I had to walk a while and clear my head.
The stink of Ratso’s apartment had taken up residence and I couldn't shake the feeling something bad had happened. I know I was supposed to be involved in a different investigation but I had the distinct impression they were related in some way.
Criminal organizations, especially of the Hidden World, being the charming things they are, I was certain if I just hung around for a while, they would introduce themselves to me.
I decided to walk and let people know I was back in town. Gossip was a powerful communication tool. I was loaded for bear and the lightning cane was fully charged. I could drop a troll in his tracks; should I be stupid enough to be under a bridge in the dead of night.
Ratso only had a few haunts. Places he could go and run a short tab without a lot of comment. He wasn’t disliked completely, he was just avoided. The nature of his curse meant people didn’t want to get close to him. All it took was for him to feel threatened or dislike you for even an instant and you could go from having a pen explode on you, to having a nearby chainsaw break and having fragments of steel ripping through your eye.
After a few of his friends went this route, less people were willing to risk bodily injury to break bread with Ratso, let alone drink more than a beer with the man. Which was how I got to meet him in the first place. He had to have someplace to wait while he plied his only possible job given his condition: Hidden World courier.
All things considered, Ratso’s gift and curse should have had him sealed. Predicting the future is one of those gifts which can make trouble for a lot of people. If he could reliably predict the future…
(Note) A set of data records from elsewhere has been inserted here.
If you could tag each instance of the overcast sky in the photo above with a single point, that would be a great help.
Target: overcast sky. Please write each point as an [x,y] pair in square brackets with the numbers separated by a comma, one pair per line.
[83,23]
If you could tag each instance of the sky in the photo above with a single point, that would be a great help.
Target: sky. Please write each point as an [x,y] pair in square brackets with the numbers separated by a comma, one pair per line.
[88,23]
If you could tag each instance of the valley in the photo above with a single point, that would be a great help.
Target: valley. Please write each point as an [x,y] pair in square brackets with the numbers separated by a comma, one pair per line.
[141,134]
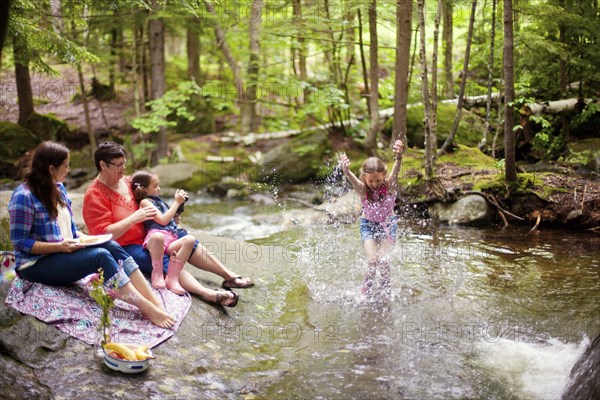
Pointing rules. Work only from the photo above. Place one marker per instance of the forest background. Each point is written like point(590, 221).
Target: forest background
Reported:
point(516, 80)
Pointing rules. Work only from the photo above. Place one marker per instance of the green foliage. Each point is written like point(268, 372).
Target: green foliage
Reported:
point(36, 36)
point(590, 111)
point(173, 102)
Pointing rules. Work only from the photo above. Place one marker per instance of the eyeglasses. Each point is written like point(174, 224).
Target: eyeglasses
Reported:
point(120, 165)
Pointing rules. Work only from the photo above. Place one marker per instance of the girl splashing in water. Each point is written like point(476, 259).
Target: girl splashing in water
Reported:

Ratso would have been sealed after his Djinn-made curse gave him the ability of personal foresight, but from on high, his transgression was overlooked. Someone decided he should be given the opportunity to work for the Agency, moving portable things from one place to another. Things you didn’t want found or stolen from an operative.
But it’s hard to find operatives who lack ambition. Operatives who won’t try and run off with whatever you gave them to deliver. Ratso was such an operative. Lazy to a fault, unambitious and eager to please, working for the Agency put enough money in Ratso’s pocket he could always keep a place to live and food in his mouth, if nothing else. Before he fell on hard times, Ratso had a car, but his condition wouldn’t let him drive.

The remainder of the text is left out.